Secure IoT Data Stream MGMT: Interview with PubNub co-founder and CEO Todd Greene
First off, can you give us a little background on PubNub?
PubNub is a Data Stream Network. We are focused on all types of applications on the Internet that need to consume or generate data streams.
It’s a relatively broad, abstract concept, but if you drill it down into different industry verticals, it turns out that we’ve been pretty well-timed in the market. More and more applications, both in and out of the Internet of Things (IoT), are ones where there are streams of data coming off of devices and streams of data that devices are needing to consume. Devices used to send data once in a while or request data once in a while from a server, but now there’s this constant emitting of streams of data.
What we wanted to do was build a global network—like a Content Delivery Network, but specifically for streams of data—and offer services on the streams.
We can replicate those streams around the world, with low latency, and deliver them to everything from connected car applications, to Smart Home applications, to things outside of IoT like multi-player games, financial services applications and telecom applications.
It’s based on this idea of leaving connections open to devices and having a really scalable way of synchronizing and communicating between those devices. That was the core philosophy behind PubNub: Can we create this network in a way that many different kinds of companies can leverage it in an easy, scalable way?
That’s played out really well as we passed a thousand customers, using us to the tune of about 200 million devices a month now. We’re averaging about 3 million transactions a minute. So a lot of data is going through our system.
What kinds of devices and data is PubNub designed for? Is there a “sweet spot” in terms of the amount, or type of device data?
We wanted to provide a single network that could work for a lot of different use cases, so we specifically tried to design PubNub in a way that could support any kind of device. In fact, we have a 10-person team just focused on creating software development kits (SDKs) for different kinds of devices. Whether for a Python server, or a Pic32 chip set, or an Atmel-based Wink device, whatever kind of embedded or large-scale device you have, we’ve got an SDK that works.
We have some customers who are sending one message a day per device and some customers who are doing 1.5 megabits per second. It’s pretty broad, in that you don’t have to have different kinds of solutions for these different streaming applications. In the same way that you can use a browser for a request-response application, whether it’s one hit a day or a million, we wanted the same thing for streaming applications.
So there really hasn’t been a specific sweet spot, but as you look across different industries you start to see patterns, like what gets done in financial services versus what gets done in connected car, versus Smart Home, and so on.
What’s the device footprint for PubNub look like?
We put in a lot of time making sure we can support really tiny devices and are way under 4KB of memory. What’s interesting is that we require a device to have an IP address and at the end of the day, it’s just speaking TCP—so theoretically any device can connect to PubNub, which is absolutely the case.

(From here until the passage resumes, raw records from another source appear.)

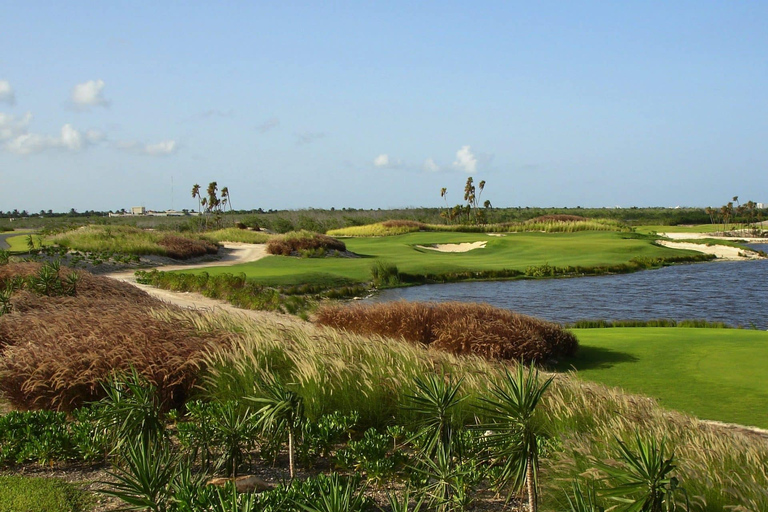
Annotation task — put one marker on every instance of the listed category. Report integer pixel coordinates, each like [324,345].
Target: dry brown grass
[181,248]
[56,351]
[403,224]
[303,242]
[557,218]
[458,328]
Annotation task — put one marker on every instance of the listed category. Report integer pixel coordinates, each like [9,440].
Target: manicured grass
[28,494]
[716,374]
[513,251]
[699,228]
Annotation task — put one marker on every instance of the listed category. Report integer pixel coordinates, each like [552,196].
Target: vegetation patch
[56,350]
[305,244]
[129,240]
[182,248]
[23,493]
[459,328]
[245,236]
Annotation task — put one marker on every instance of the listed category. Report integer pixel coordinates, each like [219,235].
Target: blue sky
[103,105]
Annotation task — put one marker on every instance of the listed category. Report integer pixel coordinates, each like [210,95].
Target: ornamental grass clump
[304,243]
[458,328]
[55,351]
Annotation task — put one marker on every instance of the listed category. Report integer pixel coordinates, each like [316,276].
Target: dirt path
[237,253]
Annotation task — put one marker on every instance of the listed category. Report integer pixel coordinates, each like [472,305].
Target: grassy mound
[129,240]
[386,228]
[56,350]
[458,328]
[557,218]
[304,243]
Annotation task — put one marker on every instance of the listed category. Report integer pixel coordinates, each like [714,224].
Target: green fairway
[699,228]
[717,374]
[513,251]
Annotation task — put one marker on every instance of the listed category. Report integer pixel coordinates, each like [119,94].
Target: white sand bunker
[722,252]
[465,247]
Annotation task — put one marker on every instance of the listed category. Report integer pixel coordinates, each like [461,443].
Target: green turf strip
[717,374]
[513,251]
[28,494]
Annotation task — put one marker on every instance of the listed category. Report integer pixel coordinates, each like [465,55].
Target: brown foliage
[56,351]
[458,328]
[403,224]
[181,248]
[293,244]
[557,218]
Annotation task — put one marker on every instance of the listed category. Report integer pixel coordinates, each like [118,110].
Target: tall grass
[332,370]
[459,328]
[237,235]
[129,240]
[546,224]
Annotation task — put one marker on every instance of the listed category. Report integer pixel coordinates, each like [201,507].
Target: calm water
[731,292]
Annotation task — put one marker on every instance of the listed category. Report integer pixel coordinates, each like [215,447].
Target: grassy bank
[716,374]
[516,252]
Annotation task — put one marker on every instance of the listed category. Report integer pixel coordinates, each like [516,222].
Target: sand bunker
[722,252]
[465,247]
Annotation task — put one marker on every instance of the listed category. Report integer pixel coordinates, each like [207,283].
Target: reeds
[56,351]
[459,328]
[304,243]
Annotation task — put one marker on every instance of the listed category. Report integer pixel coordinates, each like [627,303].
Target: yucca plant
[644,479]
[281,413]
[131,410]
[144,475]
[584,498]
[335,495]
[434,402]
[516,431]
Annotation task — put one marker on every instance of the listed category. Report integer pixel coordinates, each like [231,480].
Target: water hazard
[732,292]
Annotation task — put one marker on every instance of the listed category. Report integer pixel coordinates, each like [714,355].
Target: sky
[108,105]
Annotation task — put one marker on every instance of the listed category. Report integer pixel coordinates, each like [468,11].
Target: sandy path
[721,252]
[237,253]
[465,247]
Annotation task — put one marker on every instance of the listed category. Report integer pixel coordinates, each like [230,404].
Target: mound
[304,243]
[55,351]
[458,328]
[557,218]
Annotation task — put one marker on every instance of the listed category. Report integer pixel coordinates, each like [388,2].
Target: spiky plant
[516,431]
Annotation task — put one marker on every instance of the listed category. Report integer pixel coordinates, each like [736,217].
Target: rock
[246,483]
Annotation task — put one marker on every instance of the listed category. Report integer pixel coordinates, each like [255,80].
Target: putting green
[512,251]
[717,374]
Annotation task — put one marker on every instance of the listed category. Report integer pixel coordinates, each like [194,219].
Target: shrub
[457,328]
[182,248]
[304,243]
[56,351]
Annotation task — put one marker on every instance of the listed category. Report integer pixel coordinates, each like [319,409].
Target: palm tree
[516,430]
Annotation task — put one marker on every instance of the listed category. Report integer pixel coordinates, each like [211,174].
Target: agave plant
[434,401]
[645,483]
[516,431]
[281,413]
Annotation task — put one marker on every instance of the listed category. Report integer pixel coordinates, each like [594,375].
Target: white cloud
[308,137]
[70,139]
[6,93]
[11,127]
[384,162]
[429,165]
[89,94]
[162,148]
[465,160]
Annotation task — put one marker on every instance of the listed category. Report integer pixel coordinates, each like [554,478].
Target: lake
[732,292]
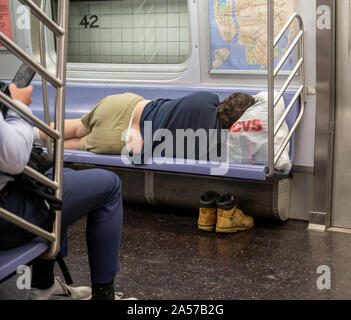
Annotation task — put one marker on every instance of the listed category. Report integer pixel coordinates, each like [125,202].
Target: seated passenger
[102,129]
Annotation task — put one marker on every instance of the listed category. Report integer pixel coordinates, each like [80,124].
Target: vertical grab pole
[270,53]
[60,97]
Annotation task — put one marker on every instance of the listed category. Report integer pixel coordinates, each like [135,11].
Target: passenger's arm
[16,135]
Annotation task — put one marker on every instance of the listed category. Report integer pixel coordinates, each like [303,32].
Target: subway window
[128,31]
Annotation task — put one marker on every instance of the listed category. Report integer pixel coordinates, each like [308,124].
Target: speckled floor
[165,256]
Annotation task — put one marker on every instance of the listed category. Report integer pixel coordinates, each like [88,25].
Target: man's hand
[23,95]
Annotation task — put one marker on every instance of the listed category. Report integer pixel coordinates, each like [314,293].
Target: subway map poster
[238,34]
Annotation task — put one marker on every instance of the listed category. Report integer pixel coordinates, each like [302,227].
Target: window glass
[128,31]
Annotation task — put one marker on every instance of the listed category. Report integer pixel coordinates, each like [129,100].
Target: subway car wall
[170,43]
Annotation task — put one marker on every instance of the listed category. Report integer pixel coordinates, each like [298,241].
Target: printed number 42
[93,22]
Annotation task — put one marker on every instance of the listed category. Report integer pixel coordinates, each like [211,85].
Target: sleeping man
[129,124]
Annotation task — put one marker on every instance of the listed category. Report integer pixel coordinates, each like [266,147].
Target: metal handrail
[27,115]
[60,84]
[22,55]
[41,15]
[272,74]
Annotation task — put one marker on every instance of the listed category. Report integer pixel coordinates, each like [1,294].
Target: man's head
[233,107]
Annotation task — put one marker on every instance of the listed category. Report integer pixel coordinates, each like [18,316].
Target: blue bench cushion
[10,260]
[81,98]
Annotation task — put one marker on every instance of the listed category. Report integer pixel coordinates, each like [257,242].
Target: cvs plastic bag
[248,137]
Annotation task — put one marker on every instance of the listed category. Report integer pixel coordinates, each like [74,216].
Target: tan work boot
[208,211]
[229,217]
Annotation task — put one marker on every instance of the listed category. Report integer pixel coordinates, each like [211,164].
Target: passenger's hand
[23,95]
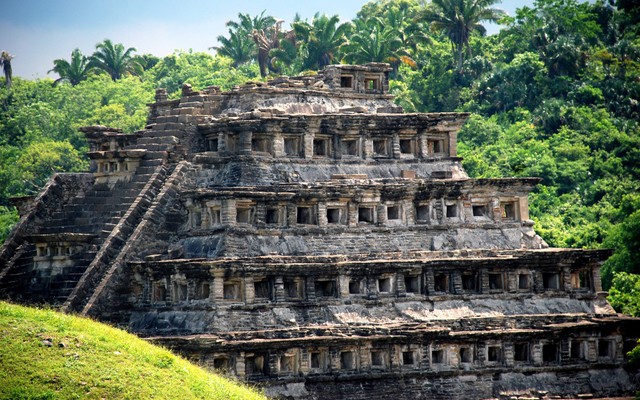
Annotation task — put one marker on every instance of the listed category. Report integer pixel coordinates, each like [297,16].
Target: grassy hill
[48,355]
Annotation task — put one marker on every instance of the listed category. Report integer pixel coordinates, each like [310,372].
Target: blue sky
[38,31]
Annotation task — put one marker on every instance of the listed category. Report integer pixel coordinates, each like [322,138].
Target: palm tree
[458,19]
[372,42]
[247,24]
[115,60]
[239,47]
[322,39]
[73,72]
[266,41]
[5,62]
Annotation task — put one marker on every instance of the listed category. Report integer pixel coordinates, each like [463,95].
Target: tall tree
[115,60]
[238,46]
[73,72]
[5,62]
[322,39]
[373,42]
[458,19]
[241,45]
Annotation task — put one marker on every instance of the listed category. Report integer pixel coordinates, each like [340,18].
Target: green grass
[89,360]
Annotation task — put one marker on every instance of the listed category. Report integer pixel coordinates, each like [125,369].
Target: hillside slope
[48,355]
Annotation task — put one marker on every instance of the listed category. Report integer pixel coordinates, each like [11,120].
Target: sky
[36,32]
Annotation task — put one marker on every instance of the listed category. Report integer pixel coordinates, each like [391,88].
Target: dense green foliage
[48,355]
[555,94]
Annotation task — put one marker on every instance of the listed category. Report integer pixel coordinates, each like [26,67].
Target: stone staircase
[95,213]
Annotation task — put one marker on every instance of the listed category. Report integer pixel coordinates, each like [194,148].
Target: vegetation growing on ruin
[48,355]
[555,94]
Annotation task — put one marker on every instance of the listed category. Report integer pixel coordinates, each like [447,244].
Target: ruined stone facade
[309,236]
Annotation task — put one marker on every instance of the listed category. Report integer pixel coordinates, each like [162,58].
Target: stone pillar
[249,290]
[453,143]
[484,280]
[395,147]
[429,282]
[307,146]
[261,213]
[401,288]
[536,353]
[565,278]
[240,364]
[244,143]
[456,279]
[322,214]
[343,286]
[523,208]
[292,215]
[372,287]
[381,210]
[310,289]
[218,285]
[352,214]
[507,354]
[228,212]
[278,289]
[367,151]
[222,144]
[597,280]
[423,145]
[278,145]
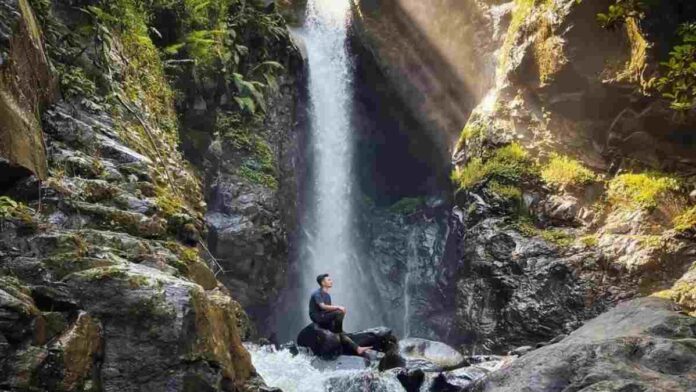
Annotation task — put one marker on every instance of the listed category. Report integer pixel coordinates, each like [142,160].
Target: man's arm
[329,308]
[320,301]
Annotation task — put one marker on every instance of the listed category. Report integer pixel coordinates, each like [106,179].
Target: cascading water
[329,244]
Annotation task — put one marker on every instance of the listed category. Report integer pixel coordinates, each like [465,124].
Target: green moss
[11,209]
[555,236]
[590,240]
[563,171]
[258,162]
[407,205]
[137,281]
[471,131]
[509,164]
[640,190]
[169,202]
[102,273]
[74,82]
[152,310]
[686,220]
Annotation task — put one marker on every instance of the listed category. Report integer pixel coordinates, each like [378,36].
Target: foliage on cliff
[676,80]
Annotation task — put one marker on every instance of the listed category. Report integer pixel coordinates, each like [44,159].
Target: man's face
[327,282]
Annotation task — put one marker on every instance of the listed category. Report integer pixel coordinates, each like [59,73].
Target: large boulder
[436,352]
[25,84]
[641,345]
[327,344]
[322,342]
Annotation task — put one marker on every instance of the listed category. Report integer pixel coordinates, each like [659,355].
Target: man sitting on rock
[329,316]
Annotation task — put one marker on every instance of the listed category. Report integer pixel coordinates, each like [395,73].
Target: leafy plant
[11,209]
[686,220]
[508,164]
[621,10]
[642,190]
[563,171]
[407,205]
[679,81]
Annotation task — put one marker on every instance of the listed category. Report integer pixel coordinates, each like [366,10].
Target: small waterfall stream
[330,245]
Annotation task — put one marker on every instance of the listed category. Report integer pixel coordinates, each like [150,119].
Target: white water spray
[330,246]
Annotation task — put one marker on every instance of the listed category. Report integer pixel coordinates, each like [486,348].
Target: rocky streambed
[641,345]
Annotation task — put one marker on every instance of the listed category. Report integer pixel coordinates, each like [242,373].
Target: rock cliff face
[105,278]
[26,84]
[645,333]
[573,171]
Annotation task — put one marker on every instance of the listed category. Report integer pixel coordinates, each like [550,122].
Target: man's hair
[321,277]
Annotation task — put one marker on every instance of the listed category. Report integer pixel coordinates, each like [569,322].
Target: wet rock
[434,352]
[366,381]
[411,380]
[322,342]
[522,350]
[391,360]
[72,356]
[457,380]
[343,362]
[505,302]
[639,345]
[379,338]
[27,84]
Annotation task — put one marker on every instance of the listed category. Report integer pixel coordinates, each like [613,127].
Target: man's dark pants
[333,321]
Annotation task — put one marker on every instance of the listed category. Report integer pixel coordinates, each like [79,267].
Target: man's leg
[349,343]
[327,320]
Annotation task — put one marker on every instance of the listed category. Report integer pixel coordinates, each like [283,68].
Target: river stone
[437,353]
[411,380]
[640,345]
[322,342]
[343,362]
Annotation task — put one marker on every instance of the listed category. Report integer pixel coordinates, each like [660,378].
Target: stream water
[329,245]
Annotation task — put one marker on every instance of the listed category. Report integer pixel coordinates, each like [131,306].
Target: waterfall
[329,245]
[411,259]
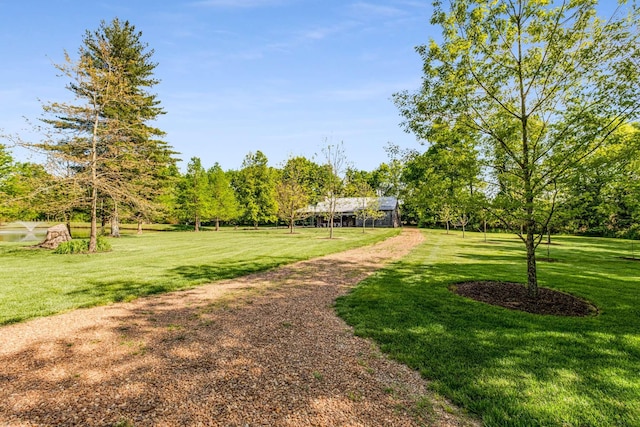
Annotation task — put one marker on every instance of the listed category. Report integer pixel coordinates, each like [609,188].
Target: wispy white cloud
[376,10]
[237,4]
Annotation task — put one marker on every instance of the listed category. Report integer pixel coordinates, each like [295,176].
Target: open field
[512,368]
[39,283]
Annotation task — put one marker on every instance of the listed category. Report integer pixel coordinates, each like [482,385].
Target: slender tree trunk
[93,233]
[67,220]
[485,230]
[115,221]
[532,275]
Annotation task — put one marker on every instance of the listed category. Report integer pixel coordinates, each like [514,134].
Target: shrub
[80,246]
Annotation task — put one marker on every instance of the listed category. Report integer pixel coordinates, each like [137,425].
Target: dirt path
[262,350]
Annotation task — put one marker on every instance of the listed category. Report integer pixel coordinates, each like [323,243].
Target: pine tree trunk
[115,221]
[532,276]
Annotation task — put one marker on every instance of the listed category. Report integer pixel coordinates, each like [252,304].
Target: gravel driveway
[262,350]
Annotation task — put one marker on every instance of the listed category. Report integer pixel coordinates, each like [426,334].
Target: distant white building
[347,207]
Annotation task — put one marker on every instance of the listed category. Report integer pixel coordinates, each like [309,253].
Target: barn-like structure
[346,212]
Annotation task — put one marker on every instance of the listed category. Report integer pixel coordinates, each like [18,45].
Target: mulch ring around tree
[515,297]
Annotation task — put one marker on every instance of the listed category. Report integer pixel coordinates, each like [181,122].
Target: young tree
[195,197]
[224,206]
[293,191]
[103,141]
[544,83]
[255,187]
[368,203]
[336,161]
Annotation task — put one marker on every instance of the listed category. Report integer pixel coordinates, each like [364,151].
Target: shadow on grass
[509,367]
[201,364]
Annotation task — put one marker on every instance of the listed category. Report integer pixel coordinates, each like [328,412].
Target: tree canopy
[543,84]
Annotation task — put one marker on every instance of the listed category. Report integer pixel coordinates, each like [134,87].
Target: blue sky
[286,77]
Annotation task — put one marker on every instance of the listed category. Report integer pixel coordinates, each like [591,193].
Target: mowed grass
[512,368]
[35,282]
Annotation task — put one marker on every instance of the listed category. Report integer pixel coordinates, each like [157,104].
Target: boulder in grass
[56,235]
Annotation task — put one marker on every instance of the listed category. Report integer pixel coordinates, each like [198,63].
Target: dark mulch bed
[515,297]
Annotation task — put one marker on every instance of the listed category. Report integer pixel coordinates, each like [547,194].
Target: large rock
[56,235]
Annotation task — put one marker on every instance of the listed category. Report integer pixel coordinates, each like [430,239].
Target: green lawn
[512,368]
[36,282]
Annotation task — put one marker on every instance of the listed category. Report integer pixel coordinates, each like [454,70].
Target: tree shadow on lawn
[173,365]
[510,367]
[183,277]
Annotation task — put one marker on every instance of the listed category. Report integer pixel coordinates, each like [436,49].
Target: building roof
[352,204]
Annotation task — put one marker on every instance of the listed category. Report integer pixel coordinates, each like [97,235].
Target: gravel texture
[262,350]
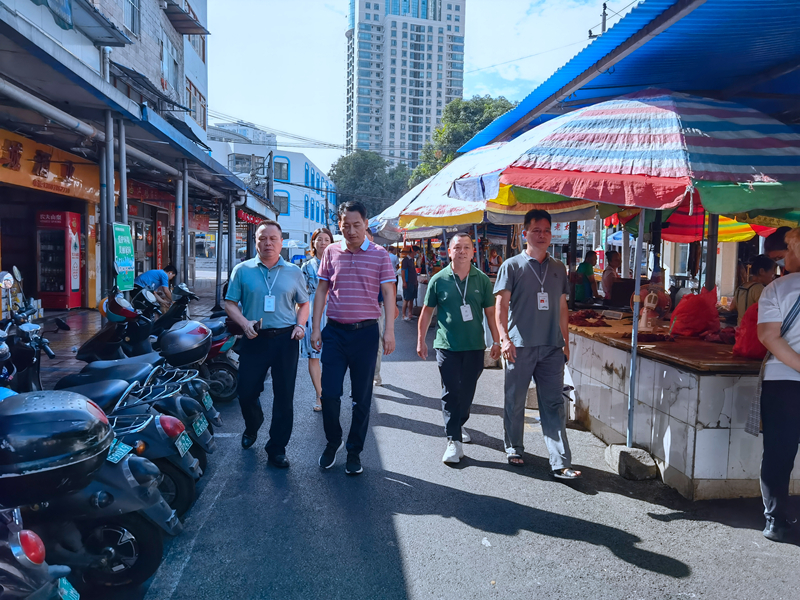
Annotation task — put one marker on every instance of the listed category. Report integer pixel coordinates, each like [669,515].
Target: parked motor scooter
[94,503]
[183,347]
[220,369]
[179,487]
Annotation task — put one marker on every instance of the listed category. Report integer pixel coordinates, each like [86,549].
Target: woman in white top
[320,239]
[780,392]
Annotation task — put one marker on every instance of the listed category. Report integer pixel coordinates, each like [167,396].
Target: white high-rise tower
[405,62]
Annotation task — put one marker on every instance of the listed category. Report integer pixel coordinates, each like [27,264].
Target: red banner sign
[159,248]
[247,217]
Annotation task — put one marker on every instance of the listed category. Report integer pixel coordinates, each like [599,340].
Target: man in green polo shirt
[463,295]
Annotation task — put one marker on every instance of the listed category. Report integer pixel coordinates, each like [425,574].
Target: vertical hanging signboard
[124,257]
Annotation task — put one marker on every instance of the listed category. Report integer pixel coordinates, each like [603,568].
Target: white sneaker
[452,453]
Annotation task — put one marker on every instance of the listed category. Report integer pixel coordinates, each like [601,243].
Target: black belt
[352,326]
[269,333]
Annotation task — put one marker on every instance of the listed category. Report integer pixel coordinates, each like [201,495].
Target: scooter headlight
[101,499]
[144,472]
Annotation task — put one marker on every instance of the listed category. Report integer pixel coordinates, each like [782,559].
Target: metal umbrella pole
[637,271]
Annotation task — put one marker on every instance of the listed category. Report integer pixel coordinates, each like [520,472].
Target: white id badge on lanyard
[466,312]
[269,299]
[543,301]
[466,309]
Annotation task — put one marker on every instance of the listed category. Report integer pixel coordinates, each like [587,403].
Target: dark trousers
[460,372]
[257,357]
[780,422]
[356,350]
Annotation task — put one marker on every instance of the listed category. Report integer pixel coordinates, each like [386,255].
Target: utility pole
[603,24]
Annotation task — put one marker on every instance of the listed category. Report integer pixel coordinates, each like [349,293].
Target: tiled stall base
[692,424]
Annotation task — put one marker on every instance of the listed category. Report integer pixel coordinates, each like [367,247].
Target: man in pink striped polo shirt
[351,274]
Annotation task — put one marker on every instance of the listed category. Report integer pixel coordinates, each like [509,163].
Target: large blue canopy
[739,50]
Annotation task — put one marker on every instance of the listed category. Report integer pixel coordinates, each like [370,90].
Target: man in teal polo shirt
[273,313]
[463,294]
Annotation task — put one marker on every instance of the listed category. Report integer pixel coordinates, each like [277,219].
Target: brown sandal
[515,460]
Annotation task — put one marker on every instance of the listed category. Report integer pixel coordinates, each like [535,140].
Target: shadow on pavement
[504,517]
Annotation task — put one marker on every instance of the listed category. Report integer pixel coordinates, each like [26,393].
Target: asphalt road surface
[410,527]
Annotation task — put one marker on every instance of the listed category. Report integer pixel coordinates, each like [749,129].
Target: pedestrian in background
[381,321]
[274,310]
[779,331]
[533,321]
[613,263]
[463,294]
[320,239]
[585,283]
[350,276]
[408,270]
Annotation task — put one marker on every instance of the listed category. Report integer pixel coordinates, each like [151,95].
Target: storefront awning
[181,20]
[715,48]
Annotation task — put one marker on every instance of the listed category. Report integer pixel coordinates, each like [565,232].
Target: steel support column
[185,217]
[711,252]
[108,245]
[178,237]
[219,254]
[102,228]
[573,255]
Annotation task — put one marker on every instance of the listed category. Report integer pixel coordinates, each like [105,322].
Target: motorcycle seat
[130,373]
[217,326]
[152,358]
[103,393]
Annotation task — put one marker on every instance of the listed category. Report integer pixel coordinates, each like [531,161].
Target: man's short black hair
[762,262]
[775,241]
[537,215]
[352,206]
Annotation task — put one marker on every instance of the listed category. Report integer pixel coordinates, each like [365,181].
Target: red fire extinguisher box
[58,248]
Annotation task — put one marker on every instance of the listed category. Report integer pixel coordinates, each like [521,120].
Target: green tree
[364,176]
[461,120]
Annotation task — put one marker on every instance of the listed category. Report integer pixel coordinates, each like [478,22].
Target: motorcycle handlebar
[47,349]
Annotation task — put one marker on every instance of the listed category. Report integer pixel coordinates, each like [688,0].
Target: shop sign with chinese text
[27,164]
[124,257]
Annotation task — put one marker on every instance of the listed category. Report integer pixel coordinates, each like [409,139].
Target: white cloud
[501,30]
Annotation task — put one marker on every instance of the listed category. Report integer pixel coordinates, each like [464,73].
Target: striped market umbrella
[651,149]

In order to make it easy for the developer, we provide out of the box a lot of SDKs and the source code for SDKs to make them very easy to use. That publish-subscribe source code that’s on our homepage, we want to make it as simple as that even when you’re doing an embedded chipset. So that’s where we’ve been spending all of our time, because the developers working on IoT are under the same time pressures as everyone else. They’re not going to have an infinite amount of time to do very subtle network programming to make sure the devices can reliably connect in PubNub, so we want to handle that stuff for them automatically.
PubNub is obviously good at things like distributed computing and storage. Do you see the company moving into other areas to help with specific IoT functions like permissioning and security?
A lot of what you just described we already do, in terms of having a specific security model around IoT and ways to do things like device provisioning and firmware updates through our network. In fact, if you talk to a company like Insteon, their entire device provisioning and firmware update methodology is done through PubNub.
The way we see ourselves evolving is we don’t purport to be an “IoT platform”. In any kind of new industry or new technology, when it comes out, you first see platform providers show up—and they’re great right? They give you an A-to-Z solution with custom firmware and custom hardware design and big data solutions. But as an industry matures, you no longer want this kind of brittle, single-vendor solution. You start to see people say, “What are the layers that I need for my IT product?” We saw the same thing in the Internet. Going back to web development, it used to be these big monolithic platforms and then it became the best free database, the best free app server, the best free web server and so on.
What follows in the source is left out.